After learning of the latest information on the pending Virginia Consumer Data Protection Act, one of my clients exclaimed “If every state comes up with their own rules, this is going to be a nightmare.” Yup, but in the long run, privacy laws are converging.
There are a lot of pending or recently enacted privacy laws throughout the world. If you look at the requirements from a high level, they are all moving toward an intersection of three foundational sources: GDPR, CCPA/CPRA, and some regional specifics.
As with my client, a US-based company that provides product multi-nationally, the emergence of GDPR was a shock requiring a change in business practices for many organizations.
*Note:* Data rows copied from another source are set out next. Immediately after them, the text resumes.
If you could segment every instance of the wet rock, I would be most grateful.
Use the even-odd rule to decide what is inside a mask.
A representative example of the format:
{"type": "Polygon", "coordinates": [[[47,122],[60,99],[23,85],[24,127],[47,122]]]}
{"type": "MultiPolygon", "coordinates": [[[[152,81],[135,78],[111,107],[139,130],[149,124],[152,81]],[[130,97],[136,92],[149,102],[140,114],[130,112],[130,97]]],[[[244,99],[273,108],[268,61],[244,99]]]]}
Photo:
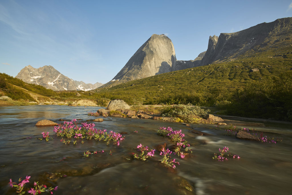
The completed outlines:
{"type": "Polygon", "coordinates": [[[95,119],[93,119],[92,120],[92,121],[95,122],[102,122],[103,121],[103,119],[101,118],[96,118],[95,119]]]}
{"type": "Polygon", "coordinates": [[[36,124],[36,126],[55,126],[58,125],[56,123],[51,120],[42,120],[38,122],[36,124]]]}
{"type": "Polygon", "coordinates": [[[222,122],[224,121],[224,120],[222,119],[221,118],[219,117],[216,116],[214,116],[214,118],[215,118],[215,122],[222,122]]]}
{"type": "Polygon", "coordinates": [[[258,69],[258,68],[253,68],[252,69],[251,69],[250,70],[250,72],[257,72],[258,71],[259,71],[260,70],[258,69]]]}
{"type": "Polygon", "coordinates": [[[116,110],[120,109],[122,110],[126,110],[130,108],[130,106],[125,102],[124,100],[116,99],[110,102],[110,103],[109,104],[107,107],[107,110],[116,110]]]}
{"type": "Polygon", "coordinates": [[[110,111],[104,108],[100,108],[98,110],[97,112],[98,113],[101,115],[106,116],[110,112],[110,111]]]}
{"type": "Polygon", "coordinates": [[[154,148],[156,151],[161,152],[162,151],[162,149],[166,149],[165,147],[166,147],[166,143],[164,143],[163,144],[158,144],[154,146],[154,148]]]}
{"type": "Polygon", "coordinates": [[[113,114],[111,115],[111,116],[115,116],[118,117],[123,117],[123,115],[120,114],[113,114]]]}
{"type": "Polygon", "coordinates": [[[9,97],[6,96],[3,96],[0,97],[0,100],[4,100],[4,101],[9,101],[12,100],[12,99],[11,98],[9,97]]]}
{"type": "Polygon", "coordinates": [[[138,114],[137,115],[137,116],[140,118],[153,118],[151,116],[144,114],[138,114]]]}
{"type": "Polygon", "coordinates": [[[239,130],[237,132],[236,136],[236,138],[241,139],[245,139],[246,140],[252,140],[258,141],[258,138],[256,137],[249,134],[247,132],[239,130]]]}
{"type": "Polygon", "coordinates": [[[68,104],[68,106],[76,106],[76,104],[74,104],[72,103],[69,103],[68,104]]]}

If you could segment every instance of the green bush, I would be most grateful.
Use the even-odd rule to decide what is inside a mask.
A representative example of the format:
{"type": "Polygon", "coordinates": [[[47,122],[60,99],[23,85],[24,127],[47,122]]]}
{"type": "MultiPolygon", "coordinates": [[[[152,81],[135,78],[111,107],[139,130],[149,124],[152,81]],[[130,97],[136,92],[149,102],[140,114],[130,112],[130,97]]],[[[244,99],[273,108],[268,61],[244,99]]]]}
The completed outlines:
{"type": "Polygon", "coordinates": [[[292,71],[251,82],[234,93],[227,114],[292,121],[292,71]]]}
{"type": "Polygon", "coordinates": [[[178,118],[185,122],[193,123],[195,121],[194,118],[203,117],[209,111],[209,110],[205,110],[199,106],[189,103],[173,106],[166,106],[164,108],[162,114],[163,116],[178,118]]]}

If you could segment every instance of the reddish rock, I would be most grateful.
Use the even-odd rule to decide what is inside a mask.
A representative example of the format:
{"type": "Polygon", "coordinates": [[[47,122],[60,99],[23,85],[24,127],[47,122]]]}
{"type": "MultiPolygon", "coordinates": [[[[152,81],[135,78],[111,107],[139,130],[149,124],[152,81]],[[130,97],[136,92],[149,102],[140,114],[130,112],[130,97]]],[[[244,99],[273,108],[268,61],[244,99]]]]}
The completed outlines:
{"type": "Polygon", "coordinates": [[[246,140],[252,140],[258,141],[258,138],[256,136],[250,134],[247,132],[239,130],[236,134],[236,138],[241,139],[245,139],[246,140]]]}

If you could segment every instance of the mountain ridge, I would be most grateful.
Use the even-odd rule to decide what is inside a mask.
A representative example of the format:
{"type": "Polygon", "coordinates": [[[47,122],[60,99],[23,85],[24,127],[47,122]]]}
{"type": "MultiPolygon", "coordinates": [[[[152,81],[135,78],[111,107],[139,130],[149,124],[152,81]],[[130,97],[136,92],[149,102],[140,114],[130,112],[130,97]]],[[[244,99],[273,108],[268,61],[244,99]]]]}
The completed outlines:
{"type": "Polygon", "coordinates": [[[91,90],[101,86],[102,83],[86,84],[66,77],[51,65],[35,68],[30,65],[20,70],[16,78],[28,83],[34,84],[53,91],[91,90]]]}

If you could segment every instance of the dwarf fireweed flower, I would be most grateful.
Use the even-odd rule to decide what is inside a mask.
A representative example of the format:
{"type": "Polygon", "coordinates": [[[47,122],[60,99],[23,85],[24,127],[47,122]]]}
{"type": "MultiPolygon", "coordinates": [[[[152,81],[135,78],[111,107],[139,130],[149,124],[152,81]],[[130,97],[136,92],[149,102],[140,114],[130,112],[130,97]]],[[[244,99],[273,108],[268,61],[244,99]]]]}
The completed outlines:
{"type": "Polygon", "coordinates": [[[137,148],[138,149],[137,150],[139,153],[139,154],[135,153],[133,153],[134,158],[135,158],[144,161],[147,158],[152,158],[154,156],[155,150],[151,149],[150,149],[150,151],[147,152],[149,150],[148,146],[144,147],[142,144],[140,144],[140,145],[137,146],[137,148]]]}
{"type": "Polygon", "coordinates": [[[13,182],[12,180],[11,179],[9,180],[10,182],[8,183],[8,184],[11,186],[11,187],[15,187],[16,190],[16,192],[20,194],[25,194],[26,191],[32,194],[38,194],[45,192],[49,192],[51,194],[53,194],[52,190],[53,189],[56,190],[58,189],[58,186],[56,186],[54,188],[51,187],[48,188],[45,185],[39,185],[39,182],[34,182],[34,188],[30,188],[30,189],[27,189],[24,190],[25,184],[29,182],[29,179],[30,178],[30,176],[27,175],[25,179],[22,181],[21,177],[20,177],[18,180],[18,181],[20,183],[18,184],[16,184],[16,183],[15,182],[13,182]],[[14,184],[15,185],[13,185],[14,184]]]}
{"type": "MultiPolygon", "coordinates": [[[[54,128],[54,132],[57,136],[66,137],[70,138],[73,137],[76,139],[86,138],[87,139],[94,139],[99,141],[104,141],[109,144],[113,141],[114,144],[116,143],[119,146],[120,141],[124,140],[125,137],[118,133],[112,131],[108,132],[106,130],[101,130],[95,128],[94,123],[84,122],[81,125],[78,125],[77,120],[73,119],[71,122],[64,121],[63,124],[59,124],[54,128]]],[[[81,143],[83,143],[83,140],[81,143]]]]}
{"type": "Polygon", "coordinates": [[[228,153],[227,152],[228,151],[229,149],[228,147],[226,146],[224,147],[222,149],[219,148],[219,150],[220,152],[220,154],[218,155],[217,153],[214,153],[214,156],[212,157],[212,158],[218,160],[218,161],[228,161],[228,158],[230,157],[232,157],[233,158],[240,158],[240,157],[238,155],[232,155],[230,153],[228,153]]]}

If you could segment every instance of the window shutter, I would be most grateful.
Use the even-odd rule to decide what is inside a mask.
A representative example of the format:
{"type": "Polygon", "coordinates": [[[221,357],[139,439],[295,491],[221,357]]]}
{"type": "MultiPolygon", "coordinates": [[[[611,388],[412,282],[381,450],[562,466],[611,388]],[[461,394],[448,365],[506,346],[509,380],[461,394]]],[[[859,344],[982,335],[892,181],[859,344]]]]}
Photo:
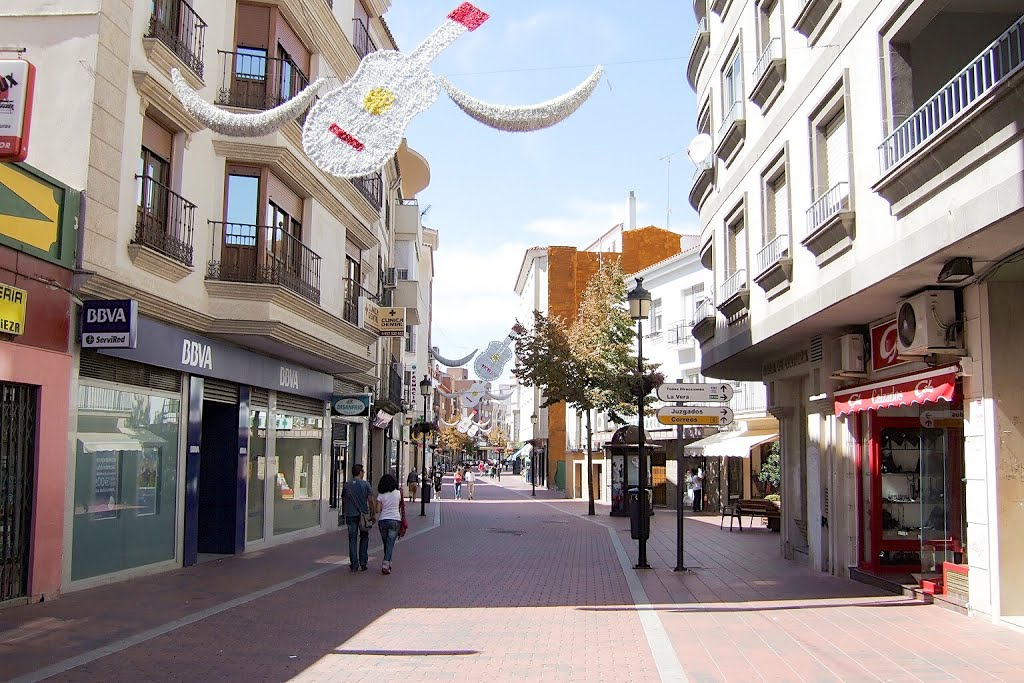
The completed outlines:
{"type": "Polygon", "coordinates": [[[825,186],[822,193],[828,191],[838,182],[850,179],[850,154],[846,140],[846,113],[840,112],[831,121],[825,124],[825,186]]]}
{"type": "Polygon", "coordinates": [[[234,44],[239,47],[267,49],[270,36],[270,8],[262,5],[242,5],[236,14],[234,44]]]}
{"type": "Polygon", "coordinates": [[[174,151],[174,133],[145,117],[142,119],[142,146],[170,163],[174,151]]]}
{"type": "Polygon", "coordinates": [[[267,174],[266,198],[284,209],[292,218],[302,222],[302,199],[273,173],[267,174]]]}

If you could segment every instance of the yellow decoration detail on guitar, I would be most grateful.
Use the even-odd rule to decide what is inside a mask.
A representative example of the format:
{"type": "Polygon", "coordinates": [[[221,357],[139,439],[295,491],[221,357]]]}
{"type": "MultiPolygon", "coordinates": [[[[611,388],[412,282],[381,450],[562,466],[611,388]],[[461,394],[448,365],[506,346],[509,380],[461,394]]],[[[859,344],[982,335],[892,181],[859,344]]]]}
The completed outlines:
{"type": "Polygon", "coordinates": [[[394,104],[395,95],[387,88],[374,88],[362,100],[362,109],[374,116],[380,116],[394,104]]]}

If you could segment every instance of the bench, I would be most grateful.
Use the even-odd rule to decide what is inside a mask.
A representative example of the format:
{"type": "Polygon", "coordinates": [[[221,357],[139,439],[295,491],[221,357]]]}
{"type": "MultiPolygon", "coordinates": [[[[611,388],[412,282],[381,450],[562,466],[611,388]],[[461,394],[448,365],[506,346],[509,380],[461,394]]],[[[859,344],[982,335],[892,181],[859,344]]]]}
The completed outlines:
{"type": "Polygon", "coordinates": [[[733,520],[737,520],[739,522],[739,530],[743,530],[743,517],[750,517],[751,524],[754,523],[755,517],[765,517],[768,520],[769,530],[777,531],[780,528],[780,520],[782,518],[782,512],[779,510],[778,505],[771,501],[758,499],[739,500],[732,505],[722,508],[722,520],[718,524],[719,528],[722,528],[725,524],[726,515],[729,516],[730,531],[732,530],[733,520]]]}

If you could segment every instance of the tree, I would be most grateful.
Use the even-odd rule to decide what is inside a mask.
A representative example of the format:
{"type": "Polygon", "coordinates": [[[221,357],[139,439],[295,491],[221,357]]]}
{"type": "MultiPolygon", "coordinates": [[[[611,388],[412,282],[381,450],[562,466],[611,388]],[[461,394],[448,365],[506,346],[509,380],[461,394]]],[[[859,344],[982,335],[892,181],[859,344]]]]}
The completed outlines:
{"type": "Polygon", "coordinates": [[[587,416],[590,515],[594,514],[592,411],[607,412],[609,419],[622,423],[625,416],[637,414],[637,387],[645,387],[646,396],[665,380],[650,364],[644,364],[643,376],[637,377],[636,334],[625,300],[618,261],[602,261],[584,290],[575,319],[549,318],[535,311],[534,327],[516,340],[519,362],[513,374],[526,386],[542,389],[541,408],[564,401],[587,416]]]}

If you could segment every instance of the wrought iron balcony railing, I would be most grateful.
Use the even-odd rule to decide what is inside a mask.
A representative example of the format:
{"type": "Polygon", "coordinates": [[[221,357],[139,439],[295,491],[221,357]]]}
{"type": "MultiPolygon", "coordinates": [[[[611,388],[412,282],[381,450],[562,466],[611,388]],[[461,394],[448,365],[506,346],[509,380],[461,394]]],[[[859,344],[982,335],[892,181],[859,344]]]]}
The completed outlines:
{"type": "Polygon", "coordinates": [[[167,45],[188,69],[203,78],[206,22],[184,0],[151,0],[151,6],[153,13],[145,37],[167,45]]]}
{"type": "Polygon", "coordinates": [[[217,103],[247,110],[283,104],[309,85],[309,78],[291,59],[258,52],[217,50],[224,60],[217,103]]]}
{"type": "Polygon", "coordinates": [[[148,175],[136,175],[135,182],[137,206],[132,243],[156,249],[190,266],[196,205],[148,175]]]}
{"type": "Polygon", "coordinates": [[[359,190],[359,194],[370,202],[371,206],[380,211],[383,202],[382,191],[384,189],[381,174],[365,175],[360,178],[352,178],[351,181],[355,185],[355,188],[359,190]]]}
{"type": "Polygon", "coordinates": [[[1024,67],[1024,16],[921,105],[879,145],[885,173],[911,152],[958,120],[986,94],[1024,67]]]}
{"type": "Polygon", "coordinates": [[[362,19],[352,19],[352,47],[359,58],[367,56],[371,52],[377,51],[374,39],[370,37],[370,29],[362,23],[362,19]]]}
{"type": "Polygon", "coordinates": [[[222,234],[220,260],[207,278],[232,283],[280,285],[319,303],[321,257],[302,241],[273,225],[210,221],[222,234]]]}
{"type": "Polygon", "coordinates": [[[807,234],[850,207],[850,183],[837,182],[807,210],[807,234]]]}

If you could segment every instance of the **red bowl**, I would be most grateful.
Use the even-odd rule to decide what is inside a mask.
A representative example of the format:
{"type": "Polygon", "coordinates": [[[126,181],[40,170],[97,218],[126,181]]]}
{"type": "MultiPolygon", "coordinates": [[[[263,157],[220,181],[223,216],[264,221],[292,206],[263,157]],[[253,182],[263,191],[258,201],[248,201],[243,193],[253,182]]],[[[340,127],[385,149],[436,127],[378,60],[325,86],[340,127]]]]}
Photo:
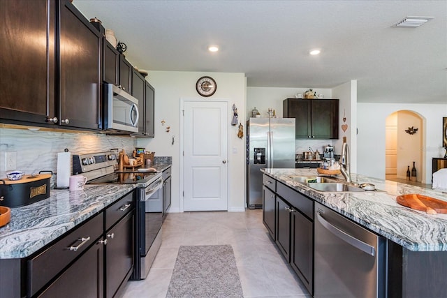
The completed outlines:
{"type": "Polygon", "coordinates": [[[0,206],[0,227],[3,227],[11,219],[11,209],[8,207],[0,206]]]}

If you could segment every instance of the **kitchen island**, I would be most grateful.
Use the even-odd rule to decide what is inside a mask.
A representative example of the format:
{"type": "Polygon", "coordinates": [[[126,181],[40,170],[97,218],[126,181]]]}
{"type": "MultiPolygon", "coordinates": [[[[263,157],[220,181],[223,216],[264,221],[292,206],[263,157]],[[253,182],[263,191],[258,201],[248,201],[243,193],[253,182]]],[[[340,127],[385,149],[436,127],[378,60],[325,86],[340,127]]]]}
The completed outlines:
{"type": "Polygon", "coordinates": [[[11,208],[10,223],[0,228],[0,297],[103,293],[105,282],[114,291],[124,288],[133,267],[135,186],[51,190],[47,199],[11,208]],[[105,247],[112,233],[115,242],[105,247]],[[117,244],[119,248],[103,257],[117,244]],[[116,283],[108,281],[102,269],[114,261],[126,271],[116,283]],[[61,290],[67,284],[75,288],[61,290]]]}
{"type": "MultiPolygon", "coordinates": [[[[278,185],[283,185],[294,191],[295,195],[289,198],[298,198],[303,195],[308,198],[306,200],[310,199],[309,202],[314,202],[315,205],[320,203],[386,239],[386,258],[379,262],[386,268],[380,274],[381,276],[379,278],[386,285],[386,289],[379,297],[446,297],[447,285],[444,278],[447,273],[447,214],[432,215],[411,209],[398,204],[396,196],[418,193],[447,201],[446,194],[358,174],[351,174],[353,182],[374,184],[377,189],[384,191],[323,193],[314,191],[305,184],[294,181],[294,177],[297,176],[316,176],[314,170],[263,169],[262,172],[265,177],[271,177],[277,182],[277,189],[278,185]]],[[[284,200],[277,199],[277,202],[279,201],[284,200]]],[[[290,204],[288,209],[298,210],[299,206],[297,208],[290,202],[286,201],[290,204]]],[[[306,209],[303,210],[305,211],[306,209]]],[[[306,214],[305,212],[300,212],[306,214]]],[[[311,217],[307,216],[310,221],[313,221],[312,214],[311,217]]],[[[281,241],[284,243],[284,234],[281,235],[281,231],[278,230],[278,225],[282,224],[278,221],[282,221],[283,218],[279,218],[278,214],[277,213],[276,231],[279,234],[276,236],[276,241],[281,250],[280,246],[281,241]],[[278,239],[278,237],[283,239],[278,239]]],[[[308,230],[311,234],[314,233],[313,228],[308,230]]],[[[293,236],[293,231],[291,233],[293,236]]],[[[308,264],[312,266],[314,264],[313,245],[312,240],[309,248],[307,248],[312,259],[308,264]]],[[[293,267],[293,252],[291,253],[292,256],[289,260],[293,267]]],[[[312,280],[314,276],[312,271],[302,272],[307,273],[307,275],[303,276],[309,281],[312,280]]],[[[320,273],[315,272],[314,274],[316,276],[320,273]]],[[[300,277],[303,280],[302,276],[300,277]]],[[[305,283],[305,281],[304,282],[305,283]]],[[[312,283],[309,283],[308,285],[308,290],[313,294],[312,283]]],[[[316,288],[317,286],[315,285],[316,288]]]]}

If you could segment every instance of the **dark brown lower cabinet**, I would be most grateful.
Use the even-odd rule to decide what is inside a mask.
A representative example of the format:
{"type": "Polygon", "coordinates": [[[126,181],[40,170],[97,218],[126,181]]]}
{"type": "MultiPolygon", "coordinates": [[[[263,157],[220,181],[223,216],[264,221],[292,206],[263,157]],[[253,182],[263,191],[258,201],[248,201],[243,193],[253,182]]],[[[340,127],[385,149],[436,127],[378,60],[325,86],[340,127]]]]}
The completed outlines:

CCPA and LGPD just added some more changes to the company’s practices.
I could go on about the need for a US Federal Data Protection Law, but I am an optimistic realist; meaning I’d like one too, but do not see it happening very soon. So once again, the states will step in. We must continue to prepare for a hodgepodge of laws.
Clearly, my client thinks the world is providing lemons as new privacy regulations are brought forward, especially at a US state level. However, with requirements converging globally, a business can prepare for these changes in ways that minimize the impact of these new regulations on their business.
I do not expect the global convergence of requirements to happen very quickly, but it is an evolutionary step I am confident will happen. With this in mind, an organization can build or revise a privacy program around GDPR and CCPA/CPRA requirements. By focusing on requirements that are becoming more common—such as data subjects’ rights, data minimization, and data transfer protections to name a few—a privacy office will find itself ahead of the curve instead of reacting when the laws are enacted.